One of the critical implications of this work is the potential for AI and machine learning to bridge the gap between technical data and practical application. The AI-generated reports, despite some variability, consistently provided accurate risk assessments and regulatory compliance checks, demonstrating the feasibility of using LLMs in environmental monitoring and decision-making processes. However, the study also highlights the need for transparency, accountability, and data privacy when employing AI in sensitive domains. Future research should focus on developing custom or locally-run LLMs to address privacy concerns and improve the consistency and reliability of AI-generated outputs.

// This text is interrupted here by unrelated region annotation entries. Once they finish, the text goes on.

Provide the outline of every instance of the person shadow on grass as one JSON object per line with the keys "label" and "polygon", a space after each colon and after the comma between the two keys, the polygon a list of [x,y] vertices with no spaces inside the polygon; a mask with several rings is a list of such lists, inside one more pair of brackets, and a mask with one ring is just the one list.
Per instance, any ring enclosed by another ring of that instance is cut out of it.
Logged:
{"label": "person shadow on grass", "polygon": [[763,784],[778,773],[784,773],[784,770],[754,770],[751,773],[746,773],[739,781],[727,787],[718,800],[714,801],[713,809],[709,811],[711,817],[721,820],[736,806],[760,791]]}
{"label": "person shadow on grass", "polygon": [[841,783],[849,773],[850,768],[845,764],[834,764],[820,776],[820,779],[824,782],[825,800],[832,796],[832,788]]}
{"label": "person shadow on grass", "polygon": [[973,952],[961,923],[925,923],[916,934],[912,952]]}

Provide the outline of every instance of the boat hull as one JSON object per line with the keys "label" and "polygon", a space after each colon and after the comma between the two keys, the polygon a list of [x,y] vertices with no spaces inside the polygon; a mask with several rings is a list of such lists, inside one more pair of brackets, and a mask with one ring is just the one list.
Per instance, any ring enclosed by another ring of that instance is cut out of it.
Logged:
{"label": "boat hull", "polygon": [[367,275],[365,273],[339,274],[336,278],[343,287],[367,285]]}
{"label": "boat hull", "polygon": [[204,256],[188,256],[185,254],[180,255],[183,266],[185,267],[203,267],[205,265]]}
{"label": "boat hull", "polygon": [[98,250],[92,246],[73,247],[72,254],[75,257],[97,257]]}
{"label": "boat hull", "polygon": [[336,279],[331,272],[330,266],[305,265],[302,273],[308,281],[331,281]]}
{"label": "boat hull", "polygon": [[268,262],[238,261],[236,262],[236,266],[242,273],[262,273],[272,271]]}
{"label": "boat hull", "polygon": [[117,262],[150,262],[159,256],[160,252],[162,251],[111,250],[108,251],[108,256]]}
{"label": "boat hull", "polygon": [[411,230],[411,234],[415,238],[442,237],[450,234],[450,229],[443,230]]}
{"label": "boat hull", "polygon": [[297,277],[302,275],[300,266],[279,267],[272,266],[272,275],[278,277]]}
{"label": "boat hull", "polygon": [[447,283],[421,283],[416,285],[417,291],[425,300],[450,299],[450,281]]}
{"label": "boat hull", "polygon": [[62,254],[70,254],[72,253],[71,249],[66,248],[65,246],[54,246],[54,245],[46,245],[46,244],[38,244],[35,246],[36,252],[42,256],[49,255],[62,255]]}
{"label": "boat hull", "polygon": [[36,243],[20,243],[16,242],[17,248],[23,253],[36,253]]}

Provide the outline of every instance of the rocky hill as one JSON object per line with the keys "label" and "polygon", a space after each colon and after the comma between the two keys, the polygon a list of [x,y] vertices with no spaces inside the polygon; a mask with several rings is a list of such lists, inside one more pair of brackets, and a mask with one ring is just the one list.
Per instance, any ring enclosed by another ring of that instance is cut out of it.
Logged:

The nature of the WIDER UPTAKE project underscores the importance of collaborative efforts across various sectors, including research institutions, industries, and local communities. By involving a wide array of stakeholders, the project has created a more inclusive approach to water management, ensuring that the benefits of sustainable practices are widely recognized and adopted. This holistic approach can serve as a model for other Horizon Europe projects and similar initiatives.
The integration of CE principles in water management, supported by advanced technological solutions and stakeholder collaboration, offers a promising pathway toward sustainable urban development. The WIDER UPTAKE project has laid a strong foundation for future research and innovation in this field, highlighting the need for continuous improvement in data management practices and AI applications. By addressing the challenges identified in this study, future projects can build on these insights to achieve more resilient and sustainable water management systems.
ACKNOWLEDGEMENTS
Special thanks to M. Slezák and T. Burger for their invaluable contributions to this research. Their expertise and dedication were instrumental in the successful completion of this work. This research was supported by the Horizon 2020 project: Achieving wider uptake of water-smart solutions (H2020-SC5-2019-2), Grant agreement ID: 869283.
DATA AVAILABILITY STATEMENT
All relevant data are included in the paper or its Supplementary Information.
CONFLICT OF INTEREST
The authors declare there is no conflict.